TWENTY-SIXTH LIST OF BUILDINGS OF SPECIAL ARCHITECTURAL OR HISTORICAL
INTEREST COMPILED UNDER SECTION 54 OF THE TOWN AND COUNTRY PLANNING ACT 1971

HUMBERSIDE
GLANFORD
5264

SE 9515 APPLEBY CARR LANE
(north side)

15/1 No 3 (Brooklyn) and No 5
(Anfield Cottage), garden
wall and outhouse
adjoining to rear

GV II

Pair of houses with garden wall and outhouse to rear. 1870s for Winn
Estate. House and outhouse of dressed limestone with red brick dressings
and stack, and yellow brick details; pantile roofs. Garden wall of red
brick. T-shaped on plan: each house with parlour to front, entrance porch
and stairs to side, kitchen and pantry to rear. Projecting 2-storey, 2-bay
twin-gabled wing to front with flanking porches to side elevations.
Chamfered plinth, raised quoins. Two 3-light ground-floor casements. 3-
course first-floor band with central cogged yellow brick course. Similar,
smaller first-floor windows. All windows with wooden mullions and glazing
bars in raised brick surrounds with painted sills and rubbed-brick cambered
arches. Short sections of 3-course stepped and cogged brick cornice to
centre and sides, continued as raking cornices, forming broken pediments to
twin half-hipped gables with overhanging eaves and plain bargeboards. Large
central stack with brick band, stepped and cogged yellow brick cornice and 8
square-section corniced pots. Side elevations: lean-to porches with
overhanging roofs carried on corbelled timber brackets; board doors with 3
vertical battens beneath 2-pane overlights in chamfered wooden reveals and
brick surrounds. Single 2-light ground-floor windows; 3-course stepped and
cogged brick first-floor bands, 3-light first-floor windows.
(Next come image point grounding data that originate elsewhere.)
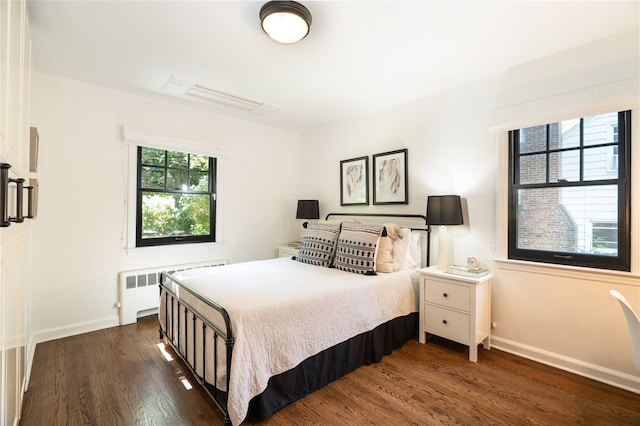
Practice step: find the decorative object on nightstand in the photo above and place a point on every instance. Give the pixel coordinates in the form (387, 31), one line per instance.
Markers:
(456, 307)
(443, 210)
(471, 269)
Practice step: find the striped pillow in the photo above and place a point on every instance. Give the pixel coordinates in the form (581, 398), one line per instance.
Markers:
(357, 248)
(319, 244)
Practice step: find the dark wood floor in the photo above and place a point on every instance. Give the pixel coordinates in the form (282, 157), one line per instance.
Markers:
(118, 376)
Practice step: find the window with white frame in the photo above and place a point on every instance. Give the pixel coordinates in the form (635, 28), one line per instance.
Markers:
(568, 202)
(176, 197)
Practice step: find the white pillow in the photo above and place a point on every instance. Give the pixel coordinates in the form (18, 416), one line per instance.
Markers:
(406, 253)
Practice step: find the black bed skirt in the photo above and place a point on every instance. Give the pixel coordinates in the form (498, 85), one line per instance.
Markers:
(331, 364)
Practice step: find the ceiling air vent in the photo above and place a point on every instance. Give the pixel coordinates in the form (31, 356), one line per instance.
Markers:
(189, 89)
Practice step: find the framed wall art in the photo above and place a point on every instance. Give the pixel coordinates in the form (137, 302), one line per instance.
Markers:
(390, 178)
(354, 181)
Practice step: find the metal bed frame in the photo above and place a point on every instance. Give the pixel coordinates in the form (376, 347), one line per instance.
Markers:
(177, 310)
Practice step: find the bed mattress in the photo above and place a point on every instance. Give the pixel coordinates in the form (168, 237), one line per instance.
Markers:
(283, 312)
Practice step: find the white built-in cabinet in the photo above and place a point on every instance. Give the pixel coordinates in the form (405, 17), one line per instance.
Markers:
(15, 249)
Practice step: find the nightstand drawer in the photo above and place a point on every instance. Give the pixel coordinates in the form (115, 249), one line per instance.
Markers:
(447, 294)
(448, 324)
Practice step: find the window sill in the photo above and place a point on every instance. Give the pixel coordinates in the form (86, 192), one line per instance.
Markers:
(573, 272)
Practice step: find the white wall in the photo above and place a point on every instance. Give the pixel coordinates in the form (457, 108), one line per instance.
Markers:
(80, 234)
(561, 316)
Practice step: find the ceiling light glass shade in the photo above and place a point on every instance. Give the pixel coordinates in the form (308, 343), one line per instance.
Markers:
(285, 21)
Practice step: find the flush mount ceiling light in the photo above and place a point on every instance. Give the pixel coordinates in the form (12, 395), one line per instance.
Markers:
(285, 21)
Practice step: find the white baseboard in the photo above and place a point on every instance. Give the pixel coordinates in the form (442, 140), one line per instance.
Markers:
(605, 375)
(74, 329)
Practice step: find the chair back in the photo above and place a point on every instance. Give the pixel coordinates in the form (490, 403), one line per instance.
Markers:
(633, 321)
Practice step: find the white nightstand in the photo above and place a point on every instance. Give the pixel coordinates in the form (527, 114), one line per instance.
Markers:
(456, 307)
(287, 251)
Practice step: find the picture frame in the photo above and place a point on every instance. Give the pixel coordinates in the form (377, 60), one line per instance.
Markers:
(354, 181)
(391, 177)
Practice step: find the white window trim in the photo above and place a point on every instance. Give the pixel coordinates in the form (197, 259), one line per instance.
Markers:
(593, 274)
(133, 139)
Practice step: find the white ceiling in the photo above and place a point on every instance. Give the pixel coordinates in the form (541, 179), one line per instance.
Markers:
(360, 56)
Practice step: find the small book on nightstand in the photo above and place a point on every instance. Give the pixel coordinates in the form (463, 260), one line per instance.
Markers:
(467, 271)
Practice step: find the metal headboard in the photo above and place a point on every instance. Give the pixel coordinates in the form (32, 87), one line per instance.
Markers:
(426, 227)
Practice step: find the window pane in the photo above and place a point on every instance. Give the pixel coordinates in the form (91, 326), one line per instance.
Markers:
(533, 139)
(564, 165)
(533, 169)
(600, 163)
(177, 179)
(561, 219)
(600, 129)
(153, 157)
(173, 215)
(199, 181)
(178, 160)
(153, 177)
(199, 162)
(565, 134)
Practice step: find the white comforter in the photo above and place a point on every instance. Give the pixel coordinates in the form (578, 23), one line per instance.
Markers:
(283, 312)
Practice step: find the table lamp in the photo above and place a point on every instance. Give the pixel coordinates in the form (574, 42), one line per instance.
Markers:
(444, 210)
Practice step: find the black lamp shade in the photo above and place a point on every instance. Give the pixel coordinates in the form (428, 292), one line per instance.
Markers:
(444, 210)
(308, 209)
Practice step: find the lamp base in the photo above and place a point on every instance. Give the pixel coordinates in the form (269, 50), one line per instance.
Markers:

Windows,
cogged eaves cornice, broken pediment and bargeboards to half-hipped roofs
similar to front. Brick-coped wall separating the gardens to the rear
connects with single-storey outhouse with plinth, quoins, board doors and
cogged brick eaves and raking cornices to half-hipped gables similar to
house. Included as an example of the series of houses built in the village
for Rowland Winn of Nostell, later Lord St Oswald, from plans published by
the Salopian Society. Included for group value. N J Lyons, Small Houses
since 1750 in North-West Lincolnshire, 1985, xiii, pl 14.